啊啊,好懷念啊,這可是當時自己用壓歲錢買來的第一個玩具呢,不僅造型酷炫,射程還相當遠呢。
只不過……現在我要一把水槍要幹嘛啦!而且居然還沒裝水!
邵靈總算理解為何從小師長老告誡千萬別存「臨時抱佛腳」的心態,意志力和想像力果然平時就要磨練,否則就像武士臨陣才發現刀沒磨利、駕駛出門才發覺車油沒加滿、學生臨考才察覺筆斷水、作家面臨稿期才發現靈感完全捲包袱潛逃無蹤那樣欲哭無淚!
他現在好想哭啊。
「那是什麼?」看著邵靈一下子狂喜一下子喪氣的變臉大秀,柳翠葉忍不住出聲問道,然而,正當邵靈垮著一張臉想解釋時,卻被一道很熟悉的調謔聲調給打斷,兩人聞聲無不重新繃緊神經。
「小倆口還有時間在那邊閒聊,真是令人羨慕啊。
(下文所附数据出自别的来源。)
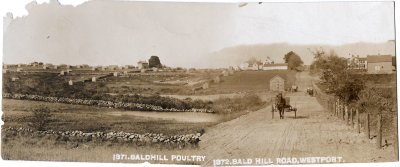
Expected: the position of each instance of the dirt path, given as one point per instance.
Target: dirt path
(313, 133)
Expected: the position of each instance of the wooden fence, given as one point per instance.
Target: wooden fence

」
在數步之遙,嫣然正用手不斷輕撫安慰趴臥在一旁的巨蛇,臉上依舊掛著嬌媚的笑靨,但與先前相較,卻仿若張面具一樣,全然感受不到任何溫度,這樣的笑意反而令人望之發寒。
邵靈吞了吞口水,不知是不是錯覺,他怎麼覺得方才瞇眼享受主人安撫的蛇有那麼一瞬間掀眼瞪了他一下?
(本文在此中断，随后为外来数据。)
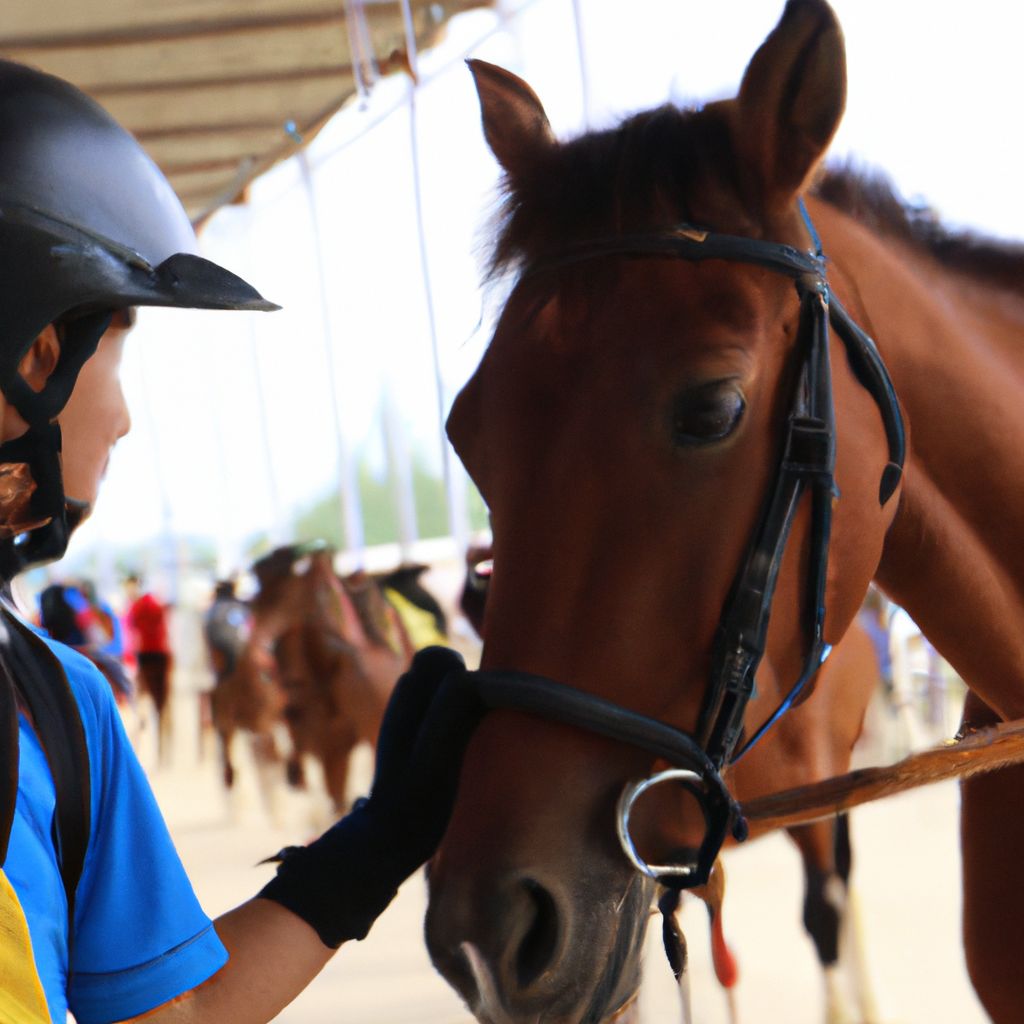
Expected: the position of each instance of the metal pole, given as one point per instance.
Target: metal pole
(588, 114)
(348, 480)
(454, 483)
(400, 473)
秉著男人的尊嚴,他早一步將又想上前對峙的柳翠葉護在身後,努力抑制內心不斷泛起的懼意回嗆:「……誰是小倆口了,誰又在閒聊了?我看你的推理能力肯定不怎麼樣!養蛇了不起嗎?再來我一腳照樣踹回去!」
「喔,這話可說得真有骨氣,傷了我的寶貝氣燄倒是長了不少。」嫣然挑眉回道,一張豔容乍然隨著垂下的嘴角冷凝了起來。「那你要不要推理一下,我該怎麼討回這筆帳呢?」
忽地,一股陰冷殺氣猛然襲來,邵靈不禁打了個寒顫,卻依舊迫使自己站穩腳步,不得顯露一絲膽怯,倘若這時氣勢就已輸人,肯定會被那蛇女拆骨撕肉給吞下肚去。
不過,真的好可怕啊!
少了嬌媚的笑靨,讓嫣然本就蒼白的臉看起來更加懾人,整個儼然從妖女升級到厲鬼的程度,而縱使是毫無作戰經驗的他也相當清楚,真正令人心驚的不是那副邪氣逼人的表象,而是源源不斷傳來的冰冷殺氣。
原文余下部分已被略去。